C'est la barque de Jeanne de Chouza, mais sa propriétaire n'y est
pas; elle est aux pieds de Jésus dans la barque rustique de Pierre.
Je dirais que le hasard les a réunis en un endroit de la rive fleurie de
Génésareth. Le rivage est très beau en ce début du printemps de Palestine , qui
répand ses nuées d'amandiers en fleurs et
dépose les perles des fleurs qui vont éclore sur les poiriers et les
pommiers, les grenadiers, les cognassiers, tous, tous les arbres les plus
riches et les plus agréables pour leurs fleurs et leurs fruits.
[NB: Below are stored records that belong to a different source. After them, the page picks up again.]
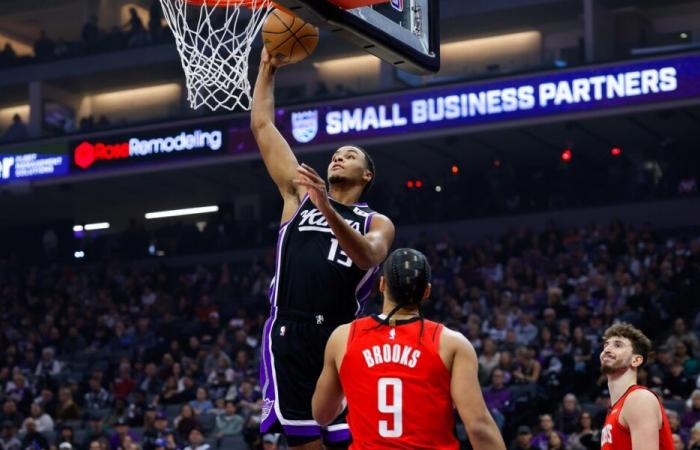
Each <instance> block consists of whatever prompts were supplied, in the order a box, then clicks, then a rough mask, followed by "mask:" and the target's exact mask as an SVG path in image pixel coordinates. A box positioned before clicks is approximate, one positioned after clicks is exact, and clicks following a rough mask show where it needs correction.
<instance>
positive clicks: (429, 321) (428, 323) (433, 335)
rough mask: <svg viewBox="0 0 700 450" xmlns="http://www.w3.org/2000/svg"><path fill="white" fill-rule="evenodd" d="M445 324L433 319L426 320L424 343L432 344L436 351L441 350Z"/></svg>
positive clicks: (425, 322) (423, 336) (424, 327)
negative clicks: (430, 319)
mask: <svg viewBox="0 0 700 450" xmlns="http://www.w3.org/2000/svg"><path fill="white" fill-rule="evenodd" d="M444 329H445V326H444V325H443V324H441V323H438V322H433V321H432V320H424V330H423V339H422V341H423V343H424V344H427V345H429V346H430V348H431V349H433V350H435V351H436V352H439V351H440V337H441V336H442V331H443V330H444Z"/></svg>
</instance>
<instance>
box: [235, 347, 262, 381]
mask: <svg viewBox="0 0 700 450" xmlns="http://www.w3.org/2000/svg"><path fill="white" fill-rule="evenodd" d="M232 371H233V379H234V380H235V381H240V380H243V379H245V378H248V377H252V376H255V373H256V371H255V368H254V367H253V365H252V364H251V362H250V354H249V353H248V351H247V350H244V349H241V350H238V352H237V353H236V360H235V361H234V364H233V367H232Z"/></svg>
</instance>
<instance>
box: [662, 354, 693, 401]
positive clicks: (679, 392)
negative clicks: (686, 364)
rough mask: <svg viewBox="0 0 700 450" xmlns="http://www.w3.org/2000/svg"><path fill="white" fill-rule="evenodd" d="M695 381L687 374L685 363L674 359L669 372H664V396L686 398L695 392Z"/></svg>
mask: <svg viewBox="0 0 700 450" xmlns="http://www.w3.org/2000/svg"><path fill="white" fill-rule="evenodd" d="M693 381H694V380H693V379H692V378H690V377H689V376H688V375H686V374H685V371H684V370H683V364H681V363H680V361H674V362H673V363H672V364H671V369H670V370H669V371H668V373H666V374H664V378H663V384H662V387H663V392H664V396H665V397H668V398H674V399H677V400H681V399H683V400H685V399H686V398H688V397H689V396H690V393H691V392H693V387H694V386H693Z"/></svg>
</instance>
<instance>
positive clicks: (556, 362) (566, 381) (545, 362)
mask: <svg viewBox="0 0 700 450" xmlns="http://www.w3.org/2000/svg"><path fill="white" fill-rule="evenodd" d="M567 344H568V343H567V340H566V338H565V337H564V336H557V337H556V338H555V339H554V354H552V355H551V356H548V357H547V358H545V360H544V363H543V364H542V380H541V381H542V382H543V383H544V384H545V386H547V389H548V390H549V392H550V399H552V400H556V399H559V398H561V397H562V396H563V395H564V393H565V392H570V391H571V390H572V388H573V374H574V359H573V357H572V356H571V354H570V353H569V352H568V351H567Z"/></svg>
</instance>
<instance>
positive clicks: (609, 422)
mask: <svg viewBox="0 0 700 450" xmlns="http://www.w3.org/2000/svg"><path fill="white" fill-rule="evenodd" d="M650 351H651V342H650V341H649V338H647V337H646V336H645V335H644V334H643V333H642V332H641V331H640V330H638V329H636V328H634V327H633V326H632V325H629V324H625V323H621V324H616V325H613V326H611V327H610V328H608V329H607V330H606V331H605V334H604V335H603V351H602V352H601V354H600V370H601V371H602V372H603V373H604V374H605V375H607V377H608V390H610V404H611V405H612V406H611V407H610V411H608V415H607V417H606V418H605V425H604V426H603V429H602V431H601V434H600V445H601V450H633V449H634V450H673V439H672V435H671V428H670V426H669V423H668V418H667V417H666V412H665V411H664V408H663V406H662V405H661V401H660V400H659V398H658V397H657V396H656V395H655V394H654V393H653V392H651V391H650V390H648V389H647V388H645V387H643V386H639V385H637V370H638V369H639V367H640V366H641V365H642V364H644V362H645V361H646V359H647V356H648V354H649V352H650Z"/></svg>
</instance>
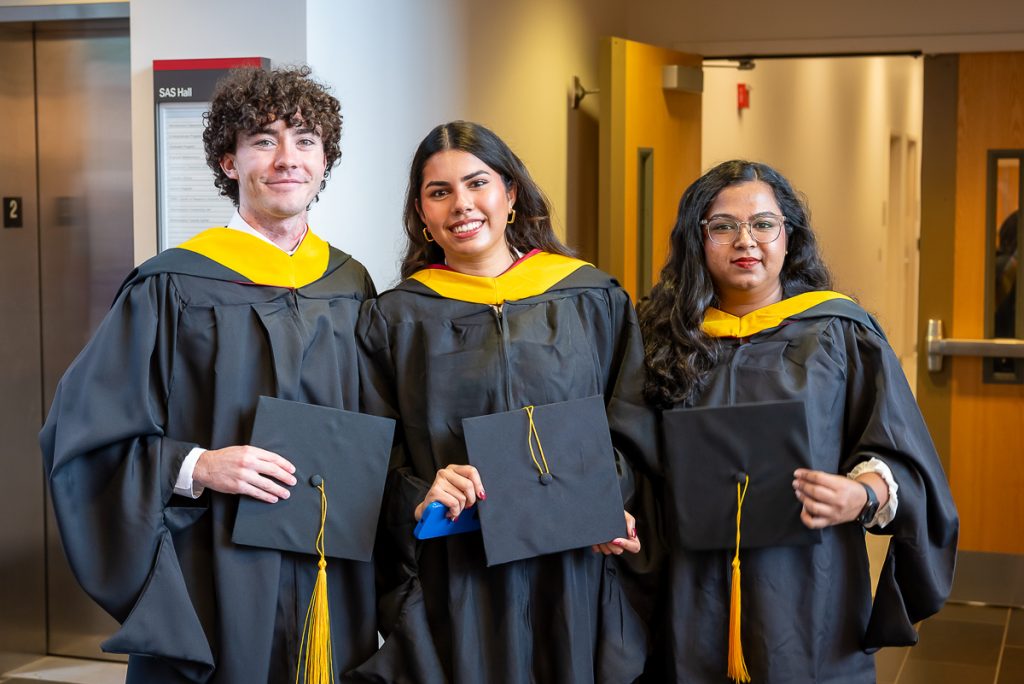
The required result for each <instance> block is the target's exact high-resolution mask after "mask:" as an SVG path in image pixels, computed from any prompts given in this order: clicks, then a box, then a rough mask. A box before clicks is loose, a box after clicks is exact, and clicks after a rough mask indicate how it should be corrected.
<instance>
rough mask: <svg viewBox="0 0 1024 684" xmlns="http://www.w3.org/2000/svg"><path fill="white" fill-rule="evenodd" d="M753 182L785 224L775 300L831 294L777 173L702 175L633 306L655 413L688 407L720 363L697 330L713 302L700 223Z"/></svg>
mask: <svg viewBox="0 0 1024 684" xmlns="http://www.w3.org/2000/svg"><path fill="white" fill-rule="evenodd" d="M755 180H760V181H763V182H765V183H767V184H768V185H769V186H770V187H771V188H772V191H773V193H774V195H775V201H776V202H777V203H778V206H779V209H781V210H782V215H783V216H785V222H784V223H783V225H784V226H785V237H786V254H785V258H784V260H783V262H782V270H781V272H780V273H779V280H780V281H781V284H782V296H783V297H793V296H794V295H799V294H801V293H804V292H810V291H813V290H827V289H829V288H831V274H830V273H829V272H828V268H827V266H825V263H824V261H823V260H822V259H821V254H820V252H819V250H818V245H817V241H816V240H815V239H814V232H813V231H812V230H811V225H810V219H809V215H808V211H807V206H806V205H805V203H804V201H803V199H802V198H801V197H800V196H799V195H798V194H797V191H796V190H795V189H794V188H793V186H792V185H791V184H790V181H787V180H786V179H785V178H784V177H783V176H782V175H781V174H780V173H779V172H778V171H776V170H775V169H773V168H771V167H770V166H767V165H765V164H759V163H757V162H746V161H742V160H733V161H731V162H724V163H722V164H719V165H718V166H716V167H715V168H713V169H711V170H710V171H708V172H707V173H705V174H703V175H702V176H700V177H699V178H698V179H697V180H696V181H694V182H693V184H692V185H690V186H689V187H687V188H686V191H685V193H683V197H682V199H681V200H680V201H679V212H678V214H677V216H676V224H675V226H674V227H673V228H672V234H671V237H670V239H669V240H670V248H669V258H668V261H666V264H665V267H664V268H662V276H660V280H659V281H658V283H657V285H655V286H654V288H653V289H652V290H651V293H650V295H648V296H647V297H645V298H644V299H643V300H641V301H640V303H639V304H638V305H637V313H638V315H639V318H640V329H641V331H642V332H643V338H644V356H645V359H646V364H647V378H646V382H645V384H644V393H645V394H646V397H647V399H648V401H650V402H651V403H652V404H654V405H656V407H659V408H669V407H673V405H688V404H692V403H693V402H694V400H695V399H696V397H697V396H699V394H700V392H701V391H703V389H705V387H706V386H707V383H708V377H709V375H710V374H711V371H712V369H714V368H715V365H716V364H717V362H718V360H719V345H718V341H717V340H716V339H715V338H713V337H711V336H709V335H708V334H706V333H705V332H703V331H702V330H701V327H700V326H701V324H702V323H703V317H705V312H706V311H707V310H708V307H710V306H717V305H718V301H719V300H718V295H717V294H716V292H715V284H714V282H713V281H712V277H711V273H710V272H709V270H708V264H707V263H706V262H705V246H703V242H705V237H703V230H702V229H701V227H700V220H701V219H703V218H706V217H707V213H708V210H709V209H710V208H711V206H712V204H713V203H714V202H715V199H716V198H717V197H718V194H719V193H721V191H722V190H723V189H724V188H726V187H728V186H730V185H735V184H737V183H745V182H751V181H755Z"/></svg>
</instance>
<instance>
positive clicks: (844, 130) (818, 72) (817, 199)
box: [702, 57, 924, 353]
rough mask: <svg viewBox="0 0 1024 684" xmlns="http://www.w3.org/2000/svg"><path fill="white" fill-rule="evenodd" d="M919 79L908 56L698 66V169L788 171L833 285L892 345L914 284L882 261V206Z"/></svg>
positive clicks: (911, 188) (887, 261)
mask: <svg viewBox="0 0 1024 684" xmlns="http://www.w3.org/2000/svg"><path fill="white" fill-rule="evenodd" d="M923 76H924V66H923V60H922V59H920V58H914V57H864V58H834V59H774V60H772V59H763V60H759V61H758V62H757V68H756V69H755V70H754V71H750V72H738V71H735V70H732V69H706V70H705V95H703V141H702V144H703V147H702V149H703V163H705V164H703V165H705V167H706V168H707V167H710V166H711V165H713V164H715V163H717V162H721V161H725V160H727V159H733V158H737V157H738V158H748V159H753V160H757V161H763V162H766V163H768V164H770V165H771V166H774V167H776V168H777V169H779V170H780V171H781V172H782V173H783V174H784V175H785V176H786V177H788V178H790V180H791V181H792V182H793V184H794V185H795V186H796V187H797V189H798V190H800V191H802V193H804V195H805V196H806V197H807V200H808V204H809V205H810V209H811V219H812V222H813V225H814V228H815V230H816V232H817V234H818V237H819V239H820V241H821V246H822V249H823V251H824V254H825V258H826V259H827V261H828V263H829V265H830V266H831V269H833V272H834V273H835V275H836V281H837V287H838V288H839V289H840V290H841V291H843V292H846V293H848V294H851V295H853V296H855V297H857V298H858V299H859V300H860V301H861V303H862V304H863V305H864V306H865V307H866V308H867V309H868V310H870V311H872V312H874V313H877V314H878V315H879V317H880V319H881V322H882V324H883V326H884V327H886V328H887V329H888V330H890V331H891V333H892V334H895V335H896V338H898V339H894V340H893V341H894V346H896V347H901V346H904V347H905V346H906V345H908V344H912V343H911V342H908V341H906V340H904V339H903V337H902V336H903V332H902V328H901V327H902V325H903V319H904V313H905V311H904V309H903V306H904V301H905V300H904V299H903V298H902V297H901V293H902V292H904V291H905V290H906V289H907V288H914V287H915V283H912V282H907V280H908V279H907V276H904V275H903V274H901V273H899V272H896V271H895V269H894V268H892V264H893V262H894V261H895V260H896V259H895V258H894V257H896V255H895V254H894V253H892V252H893V250H896V249H898V246H897V245H895V244H893V243H892V242H891V241H890V232H891V230H894V229H896V225H895V222H896V219H897V218H898V217H897V216H893V215H891V214H893V213H894V212H891V211H890V207H889V169H890V138H891V136H897V137H898V138H900V139H901V140H903V141H904V142H906V141H911V140H912V141H916V142H918V143H920V141H921V125H922V123H921V122H922V110H921V106H922V98H923V92H924V91H923ZM737 82H742V83H746V84H749V85H750V87H751V106H750V109H749V110H743V111H737V109H736V84H737ZM919 149H920V147H919ZM908 191H910V193H914V191H915V188H913V187H911V188H909V190H908ZM909 209H911V210H912V208H909ZM903 213H906V212H903ZM909 213H910V214H912V215H915V214H914V212H913V211H910V212H909ZM913 258H914V259H915V258H916V252H914V254H913ZM914 280H915V279H914ZM903 351H904V352H905V353H906V352H910V351H912V349H904V350H903Z"/></svg>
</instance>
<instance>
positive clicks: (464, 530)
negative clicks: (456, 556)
mask: <svg viewBox="0 0 1024 684" xmlns="http://www.w3.org/2000/svg"><path fill="white" fill-rule="evenodd" d="M446 513H447V506H445V505H444V504H442V503H440V502H439V501H432V502H430V503H429V504H427V508H426V509H425V510H424V511H423V515H422V516H420V521H419V522H418V523H416V529H414V530H413V535H414V536H415V537H416V539H418V540H429V539H433V538H435V537H449V536H450V535H461V533H463V532H471V531H474V530H476V529H479V528H480V518H478V517H477V515H476V506H473V507H472V508H466V509H463V511H462V515H460V516H459V520H458V521H456V522H453V521H452V520H450V519H449V518H447V516H446V515H445V514H446Z"/></svg>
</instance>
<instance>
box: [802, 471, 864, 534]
mask: <svg viewBox="0 0 1024 684" xmlns="http://www.w3.org/2000/svg"><path fill="white" fill-rule="evenodd" d="M793 476H794V480H793V488H794V490H795V491H796V495H797V500H798V501H799V502H800V503H801V504H803V505H804V508H803V510H802V511H801V512H800V519H801V520H802V521H803V523H804V524H805V525H807V526H808V527H810V528H812V529H819V528H821V527H828V526H830V525H838V524H841V523H843V522H850V521H852V520H856V519H857V516H858V515H860V511H861V510H862V509H863V508H864V504H866V503H867V494H866V493H865V491H864V487H863V486H861V484H860V482H859V481H858V480H853V479H850V478H849V477H846V476H844V475H834V474H830V473H826V472H822V471H820V470H807V469H806V468H799V469H798V470H797V471H796V472H794V473H793Z"/></svg>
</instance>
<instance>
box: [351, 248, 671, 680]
mask: <svg viewBox="0 0 1024 684" xmlns="http://www.w3.org/2000/svg"><path fill="white" fill-rule="evenodd" d="M524 266H525V267H529V259H526V261H524V262H523V263H520V264H519V265H516V266H515V267H514V268H523V267H524ZM360 337H361V338H362V340H364V342H365V343H366V346H367V349H368V358H367V364H368V366H367V369H366V371H367V374H368V377H369V380H368V381H366V382H365V383H364V384H365V386H366V388H367V391H368V394H367V396H368V399H369V397H370V394H369V388H370V387H371V386H372V385H373V386H375V387H376V389H377V390H378V399H377V403H376V405H372V407H370V405H368V409H372V410H376V411H383V412H385V413H389V414H390V415H392V416H394V417H398V416H400V420H399V427H398V428H397V431H398V435H399V438H401V439H402V440H403V444H402V445H399V447H398V448H397V450H396V453H395V455H394V457H393V462H392V466H393V467H394V470H392V473H391V477H390V479H389V481H388V485H387V487H386V493H385V502H384V506H385V511H384V513H382V522H381V525H382V530H384V531H386V533H387V539H384V540H382V541H379V542H378V551H379V554H378V568H379V570H380V572H381V578H382V585H383V587H382V589H381V590H380V591H381V593H382V602H381V621H382V624H383V629H382V633H383V634H384V637H385V641H384V645H383V647H382V649H381V650H380V651H379V652H378V654H377V655H376V656H374V658H372V659H371V660H370V661H369V662H367V664H366V665H365V666H364V667H360V668H359V669H358V670H357V671H356V672H355V673H354V674H355V675H358V676H360V677H361V678H364V679H365V680H367V681H373V682H400V683H411V682H429V683H435V682H436V683H440V682H454V683H456V684H478V683H481V682H487V683H488V684H503V683H509V684H513V683H523V684H525V683H528V682H541V683H544V682H551V683H555V682H557V683H560V684H571V683H573V682H579V683H583V682H587V683H592V682H605V683H616V684H622V683H626V682H632V681H634V680H635V679H636V678H637V677H638V676H639V675H640V673H641V671H642V669H643V665H644V660H645V656H646V652H647V645H646V641H647V640H646V636H645V625H644V623H643V619H642V618H641V617H640V616H639V614H638V612H637V605H636V604H634V603H631V601H630V600H629V599H628V598H627V594H626V593H625V591H624V587H625V586H627V585H628V590H629V591H631V592H633V591H634V589H633V588H634V587H635V586H636V585H634V584H633V583H632V581H631V580H630V576H629V575H630V572H631V571H632V570H631V567H627V565H626V563H627V562H629V563H632V564H633V565H632V568H633V569H636V570H637V572H638V573H639V572H640V571H641V570H642V569H643V568H642V565H643V564H644V563H646V562H647V558H648V556H642V557H640V558H630V559H628V560H626V559H615V558H613V557H608V558H606V557H604V556H603V555H601V554H596V553H594V552H593V551H592V550H591V549H590V548H589V547H588V548H586V549H579V550H573V551H568V552H563V553H556V554H551V555H546V556H541V557H537V558H530V559H526V560H520V561H513V562H510V563H506V564H502V565H496V566H494V567H486V565H485V559H484V553H483V544H482V542H481V538H480V536H479V533H467V535H461V536H456V537H450V538H445V539H438V540H428V541H425V542H418V541H417V540H416V539H415V538H414V537H413V528H414V526H415V520H414V517H413V513H414V509H415V508H416V506H417V505H418V504H419V503H420V502H421V501H422V500H423V498H424V496H425V495H426V493H427V489H428V488H429V486H430V484H431V483H432V481H433V479H434V475H435V473H436V471H437V470H438V469H440V468H443V467H444V466H446V465H447V464H451V463H459V464H465V463H467V462H468V461H467V455H466V446H465V443H464V441H463V433H462V423H461V421H462V419H463V418H467V417H473V416H480V415H485V414H492V413H499V412H505V411H512V410H515V409H519V408H521V407H523V405H525V404H527V403H531V404H537V405H541V404H545V403H550V402H556V401H563V400H567V399H572V398H583V397H587V396H593V395H595V394H603V395H604V397H605V400H606V404H607V408H608V414H609V419H610V420H609V422H610V424H611V428H612V442H613V444H614V445H615V447H616V450H617V454H618V459H620V465H621V469H622V481H621V484H622V486H623V493H624V501H626V502H627V503H626V508H627V510H630V511H631V512H634V513H635V514H636V515H637V517H638V533H639V537H640V539H641V541H642V542H643V543H644V544H645V545H646V544H647V542H648V540H647V539H646V532H647V529H649V527H648V526H647V522H648V520H647V519H645V516H644V514H643V513H641V512H637V511H636V507H637V506H639V505H640V504H639V503H638V502H639V500H640V499H641V497H642V495H641V494H640V493H642V491H644V484H643V483H642V481H641V479H640V478H639V477H637V478H635V475H636V473H634V472H633V471H632V470H631V466H635V465H637V463H636V461H637V460H639V459H641V458H643V456H645V454H644V453H643V452H644V448H647V453H648V454H651V455H652V454H654V453H655V447H654V442H653V440H651V436H652V435H649V434H648V435H643V436H642V437H643V438H646V439H648V445H647V446H646V447H645V446H644V445H643V444H642V443H641V441H640V440H638V439H636V438H634V437H631V436H630V435H628V434H627V433H626V432H625V431H623V430H618V429H616V416H617V415H618V414H620V411H618V410H617V409H616V407H621V405H627V404H628V405H636V404H637V402H640V403H642V399H641V398H640V396H639V394H636V395H632V396H631V395H629V394H628V393H624V392H625V389H624V388H625V387H626V386H627V383H626V382H625V381H626V380H627V379H630V378H631V377H634V378H635V377H636V376H637V375H642V373H643V357H642V346H641V341H640V337H639V329H638V326H637V323H636V319H635V313H634V311H633V307H632V304H631V302H630V300H629V296H628V295H627V294H626V292H624V291H623V290H622V289H621V288H620V287H618V286H617V284H616V283H615V282H614V281H613V280H612V279H611V277H610V276H608V275H606V274H605V273H602V272H601V271H599V270H597V269H595V268H593V267H591V266H589V265H584V266H582V267H580V268H579V269H578V270H575V271H574V272H572V273H571V274H569V275H568V276H566V277H564V279H563V280H561V281H560V282H558V283H556V284H554V285H553V286H552V287H550V288H547V289H546V291H543V292H540V293H539V294H535V295H532V296H526V297H522V298H520V299H514V300H513V299H509V300H507V301H505V303H504V305H503V306H502V307H501V311H500V312H499V311H497V310H496V309H495V308H493V307H492V306H490V305H488V304H484V303H473V302H469V301H460V300H458V299H454V298H445V297H442V296H441V295H439V294H437V292H435V291H433V290H431V289H430V288H428V287H426V286H424V285H422V284H421V283H419V282H417V281H415V280H407V281H404V282H403V283H402V284H400V285H399V286H398V287H397V288H396V289H394V290H392V291H390V292H387V293H384V294H383V295H381V296H380V298H379V299H378V300H376V301H374V302H370V303H368V305H367V306H366V307H365V308H364V312H362V316H361V318H360ZM484 487H486V482H484ZM580 514H581V515H586V511H580ZM645 549H646V547H645ZM645 553H649V552H648V551H645ZM625 555H628V554H624V556H625ZM638 602H639V601H638Z"/></svg>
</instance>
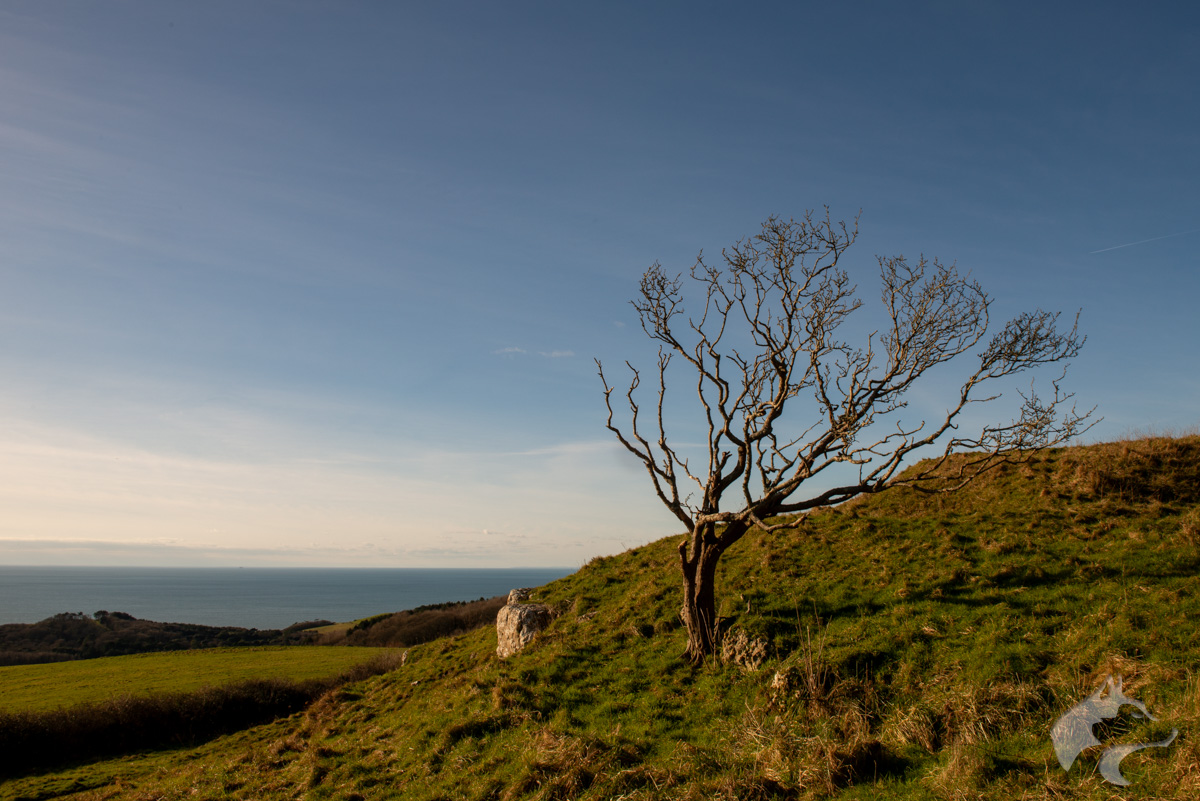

Quand la
barque suit une rive ensoleillée, déjà apparaissent les millions de boutons
qui se gonflent sur les branches en attendant de fleurir, pendant que
papillonnent dans l'air tranquille, jusqu'à ce qu'elles se posent sur les
claires eaux du lac, les pétales des amandiers précoces. Les rives, au milieu
de l'herbe nouvelle qui semble un gai tapis de soie verte, sont constellées
des boutons d'or des renoncules, des étoiles rayonnantes des marguerites et
près d'elles, raides sur leurs tiges comme de petites reines couronnées,
sourient, légers, tranquilles comme des yeux d'enfants, les myosotis
élégants, couleur d'azur et qui semblent dire "oui, oui" au soleil,
au lac, aux herbes leurs sœurs, qu'elles sont heureuses de fleurir et de
fleurir sous les yeux bleu-clairs de leur Seigneur.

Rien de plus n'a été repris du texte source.